Tanios S. Bekaii-Saab, MD: Yes, so maximum response to first-line therapy that includes, by the way, the duration of response. That also includes the time spent on the maintenance therapy, and when they essentially progressed goes into the equation about decisions regarding biologics or switch of chemotherapeutics, or reintroduction and reintensification.

John L. Marshall, MD: You know I’m probably bending a rule here a little bit or sort of bending the data in my favor. That patient with liver dominant disease who doesn’t have a gangbuster initial response. So some response, but a lot of liver disease on frontline therapy, maybe progressing back in the 9-month range, that’s a patient that I’m actually thinking about early liver-directed therapy. And the data’s soft here. We didn’t have a survival benefit in an overall study, but it’s not the same setting. Now when I think about how many tools I have left and that patient’s quality of life and the impact that Y90 [yttrium-90] can have, or some sort of liver-directed therapy, I’m partnering with our IR [interventional radiologist] guys, and I see that falling off, less doing that. So I [was] kind of hanging on when it was quite popular a while ago, less popular now. You’re in the less popular, or are you still using it on occasion in the right window?

Tanios S. Bekaii-Saab, MD: I’ve never really gone on the bandwagon all gung ho, but at the same time I’ve used it in select patients. So, for example, the scenario you just talked about, I think that’s an appropriate patient. You know, doing it in the right setting. I remember 1 of my patients who had essentially 3 liver spots, so liver dominant disease, but they were very few. Got through chemotherapy. Hated chemotherapy, just absolutely hated chemotherapy. Had a good response and 1 was a candidate, but they’re unresectable.
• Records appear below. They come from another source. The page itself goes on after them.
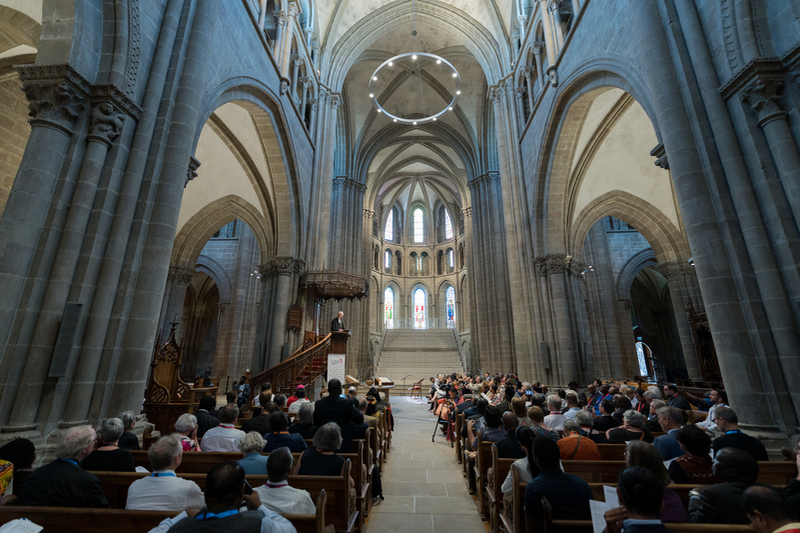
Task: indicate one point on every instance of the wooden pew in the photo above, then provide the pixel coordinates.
(340, 510)
(494, 496)
(72, 520)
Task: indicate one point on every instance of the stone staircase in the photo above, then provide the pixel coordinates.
(423, 353)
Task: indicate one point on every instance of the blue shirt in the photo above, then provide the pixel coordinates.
(568, 495)
(254, 464)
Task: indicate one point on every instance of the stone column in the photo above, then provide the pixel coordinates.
(56, 98)
(134, 360)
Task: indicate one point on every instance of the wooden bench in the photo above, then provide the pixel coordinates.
(340, 510)
(76, 520)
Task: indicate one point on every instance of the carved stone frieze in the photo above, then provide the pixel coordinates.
(106, 124)
(764, 96)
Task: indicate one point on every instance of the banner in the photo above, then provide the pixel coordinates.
(336, 367)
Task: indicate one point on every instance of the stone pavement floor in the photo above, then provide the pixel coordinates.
(422, 482)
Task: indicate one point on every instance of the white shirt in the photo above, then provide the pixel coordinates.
(297, 404)
(554, 420)
(524, 475)
(707, 423)
(284, 499)
(223, 438)
(164, 493)
(272, 523)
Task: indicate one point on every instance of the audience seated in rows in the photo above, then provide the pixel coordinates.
(645, 455)
(631, 430)
(695, 465)
(340, 410)
(574, 446)
(225, 437)
(63, 483)
(640, 496)
(162, 490)
(670, 420)
(276, 494)
(225, 492)
(253, 462)
(281, 437)
(728, 422)
(128, 441)
(108, 457)
(304, 422)
(186, 427)
(205, 418)
(722, 503)
(568, 494)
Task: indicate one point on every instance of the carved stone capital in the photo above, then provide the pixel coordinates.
(660, 153)
(106, 124)
(764, 96)
(191, 172)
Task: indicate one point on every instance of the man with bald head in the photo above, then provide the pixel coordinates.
(722, 503)
(508, 447)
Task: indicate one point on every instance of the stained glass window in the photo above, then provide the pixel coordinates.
(448, 226)
(450, 306)
(419, 309)
(419, 226)
(388, 308)
(388, 232)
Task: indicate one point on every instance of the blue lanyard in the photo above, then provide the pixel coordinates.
(223, 514)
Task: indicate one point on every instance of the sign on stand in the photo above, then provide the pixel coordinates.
(336, 367)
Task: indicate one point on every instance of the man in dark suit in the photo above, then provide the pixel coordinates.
(640, 495)
(205, 420)
(260, 423)
(63, 483)
(338, 323)
(334, 408)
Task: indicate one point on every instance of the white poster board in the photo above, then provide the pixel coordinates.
(336, 367)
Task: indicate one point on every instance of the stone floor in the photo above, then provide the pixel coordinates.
(422, 482)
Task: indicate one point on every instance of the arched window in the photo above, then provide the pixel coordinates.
(388, 308)
(388, 232)
(419, 309)
(448, 226)
(450, 306)
(419, 225)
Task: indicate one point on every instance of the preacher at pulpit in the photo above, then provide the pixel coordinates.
(338, 324)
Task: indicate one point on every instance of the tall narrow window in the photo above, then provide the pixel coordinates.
(388, 308)
(419, 226)
(450, 306)
(388, 232)
(448, 226)
(419, 309)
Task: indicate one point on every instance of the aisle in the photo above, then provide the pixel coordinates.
(422, 482)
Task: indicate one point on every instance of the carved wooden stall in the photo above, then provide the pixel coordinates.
(167, 396)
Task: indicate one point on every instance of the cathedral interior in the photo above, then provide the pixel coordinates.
(569, 189)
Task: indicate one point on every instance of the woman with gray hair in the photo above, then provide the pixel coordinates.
(304, 424)
(631, 429)
(252, 461)
(107, 457)
(128, 441)
(186, 426)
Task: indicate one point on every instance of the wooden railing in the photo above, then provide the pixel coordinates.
(302, 368)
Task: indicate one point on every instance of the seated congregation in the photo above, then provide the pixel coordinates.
(314, 468)
(533, 460)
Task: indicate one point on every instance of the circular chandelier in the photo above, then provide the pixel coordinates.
(429, 70)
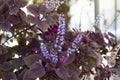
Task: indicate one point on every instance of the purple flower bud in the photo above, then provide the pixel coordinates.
(64, 59)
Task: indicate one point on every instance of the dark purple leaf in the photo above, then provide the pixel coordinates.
(29, 60)
(9, 76)
(27, 77)
(62, 72)
(6, 66)
(5, 26)
(36, 70)
(74, 75)
(33, 9)
(112, 35)
(14, 19)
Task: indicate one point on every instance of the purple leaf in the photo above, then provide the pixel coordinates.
(62, 72)
(29, 60)
(64, 59)
(5, 66)
(36, 70)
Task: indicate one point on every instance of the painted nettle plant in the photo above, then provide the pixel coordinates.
(47, 49)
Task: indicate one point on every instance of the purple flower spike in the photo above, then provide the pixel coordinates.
(64, 59)
(34, 49)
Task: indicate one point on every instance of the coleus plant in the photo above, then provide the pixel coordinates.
(47, 49)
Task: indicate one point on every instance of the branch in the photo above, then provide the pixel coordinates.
(17, 34)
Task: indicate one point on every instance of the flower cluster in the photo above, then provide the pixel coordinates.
(60, 34)
(53, 4)
(73, 47)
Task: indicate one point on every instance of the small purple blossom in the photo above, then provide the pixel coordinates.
(64, 59)
(53, 4)
(44, 51)
(78, 39)
(73, 47)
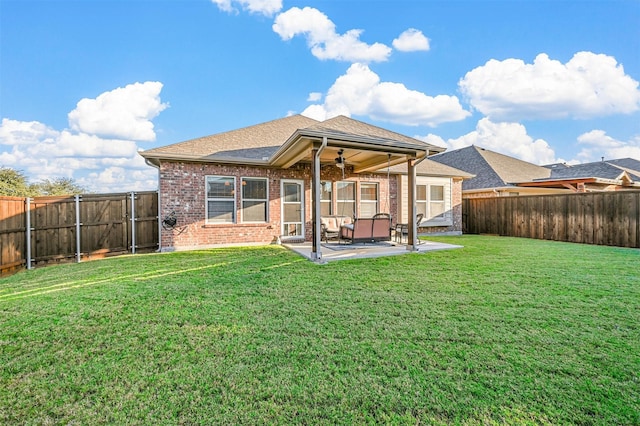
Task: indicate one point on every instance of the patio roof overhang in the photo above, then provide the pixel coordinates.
(364, 153)
(560, 183)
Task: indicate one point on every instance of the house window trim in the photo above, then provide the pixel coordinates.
(376, 201)
(445, 219)
(242, 200)
(330, 201)
(234, 212)
(339, 211)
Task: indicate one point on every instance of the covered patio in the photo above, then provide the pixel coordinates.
(345, 145)
(334, 251)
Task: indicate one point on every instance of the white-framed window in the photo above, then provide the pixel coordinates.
(436, 202)
(255, 199)
(326, 198)
(430, 201)
(346, 198)
(221, 199)
(368, 199)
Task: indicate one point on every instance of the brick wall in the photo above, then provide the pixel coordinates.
(182, 190)
(456, 207)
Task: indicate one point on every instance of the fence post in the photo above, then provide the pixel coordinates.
(78, 253)
(159, 221)
(28, 226)
(133, 223)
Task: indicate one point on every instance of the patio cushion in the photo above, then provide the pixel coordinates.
(333, 223)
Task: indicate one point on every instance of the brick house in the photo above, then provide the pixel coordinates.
(257, 184)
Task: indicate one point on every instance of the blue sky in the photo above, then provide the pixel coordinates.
(85, 85)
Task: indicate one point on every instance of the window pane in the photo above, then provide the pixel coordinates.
(292, 193)
(346, 190)
(437, 193)
(421, 192)
(220, 187)
(325, 191)
(368, 209)
(255, 189)
(437, 209)
(325, 209)
(292, 213)
(254, 211)
(369, 192)
(220, 211)
(346, 208)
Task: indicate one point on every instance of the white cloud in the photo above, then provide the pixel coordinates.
(314, 97)
(411, 40)
(123, 113)
(264, 7)
(13, 132)
(506, 138)
(597, 144)
(361, 92)
(589, 85)
(324, 41)
(87, 157)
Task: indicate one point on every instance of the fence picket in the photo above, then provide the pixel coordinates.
(100, 223)
(611, 218)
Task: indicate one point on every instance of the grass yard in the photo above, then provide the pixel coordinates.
(504, 331)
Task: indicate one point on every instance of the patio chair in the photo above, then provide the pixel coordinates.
(402, 229)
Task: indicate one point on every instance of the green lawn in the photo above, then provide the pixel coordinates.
(504, 331)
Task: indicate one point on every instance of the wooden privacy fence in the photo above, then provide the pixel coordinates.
(601, 218)
(45, 229)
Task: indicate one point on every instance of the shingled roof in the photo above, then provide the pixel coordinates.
(261, 143)
(250, 144)
(600, 169)
(491, 169)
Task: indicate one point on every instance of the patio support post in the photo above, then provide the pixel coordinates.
(411, 207)
(316, 253)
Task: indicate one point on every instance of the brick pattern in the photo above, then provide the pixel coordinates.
(456, 206)
(182, 190)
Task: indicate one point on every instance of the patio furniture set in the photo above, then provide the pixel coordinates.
(363, 230)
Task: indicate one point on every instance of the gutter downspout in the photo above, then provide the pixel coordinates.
(316, 254)
(412, 237)
(149, 163)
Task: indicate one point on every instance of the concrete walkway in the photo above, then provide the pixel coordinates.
(334, 251)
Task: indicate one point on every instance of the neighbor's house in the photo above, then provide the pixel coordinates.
(498, 175)
(255, 184)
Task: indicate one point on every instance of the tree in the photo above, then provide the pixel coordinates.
(14, 183)
(58, 186)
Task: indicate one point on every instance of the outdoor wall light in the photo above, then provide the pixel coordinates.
(340, 160)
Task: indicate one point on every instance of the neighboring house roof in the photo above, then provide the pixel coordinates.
(599, 169)
(285, 141)
(491, 169)
(630, 165)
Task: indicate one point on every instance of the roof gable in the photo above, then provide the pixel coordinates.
(257, 142)
(350, 126)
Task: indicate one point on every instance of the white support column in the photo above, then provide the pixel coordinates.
(28, 226)
(133, 223)
(411, 206)
(316, 252)
(78, 252)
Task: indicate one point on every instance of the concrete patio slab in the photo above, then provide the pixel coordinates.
(334, 251)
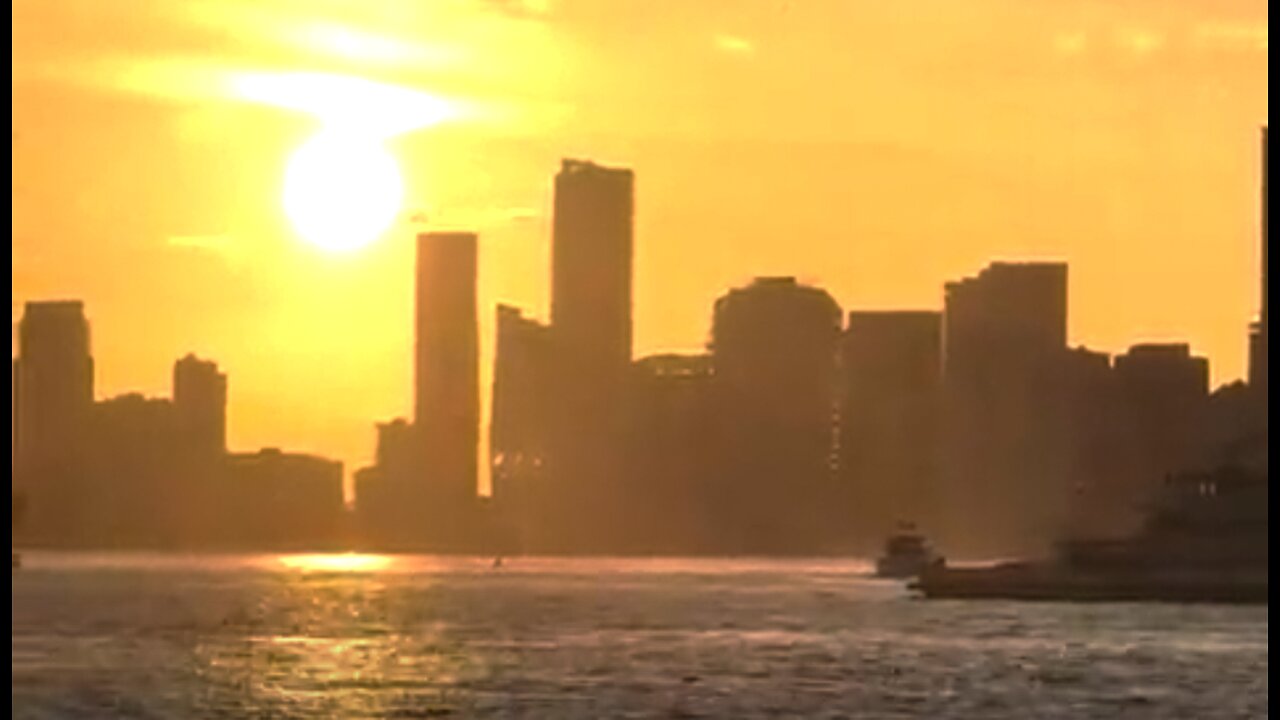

We actually talked to her about liver-directed therapy, and she essentially ended up on SIRT [selective internal radiation therapy]. Two years after she was still in remission. Now the biology for disease was favorable. Or what I did is I gave her modality that helped control disease. The rule of thumb is, if they’re chemosensitive, they’re radiosensitive. So this is relatively chemosensitive, and she ended up having further response with the SIRT, and ultimately didn’t need chemotherapy. And at this point she’s still chemotherapy-free.

So there is a role, whether it’s in the relative maintenance setting for the very few patients that may have a truly very well controlled liver disease. They still use it sometimes in the more refractory setting, although I haven’t really seen any significant outcomes when you go more refractory, regardless if the disease is still in the liver. So I’d say I’m somewhat in the middle road.

John L. Marshall, MD: It’s not crazy but it passes your mind.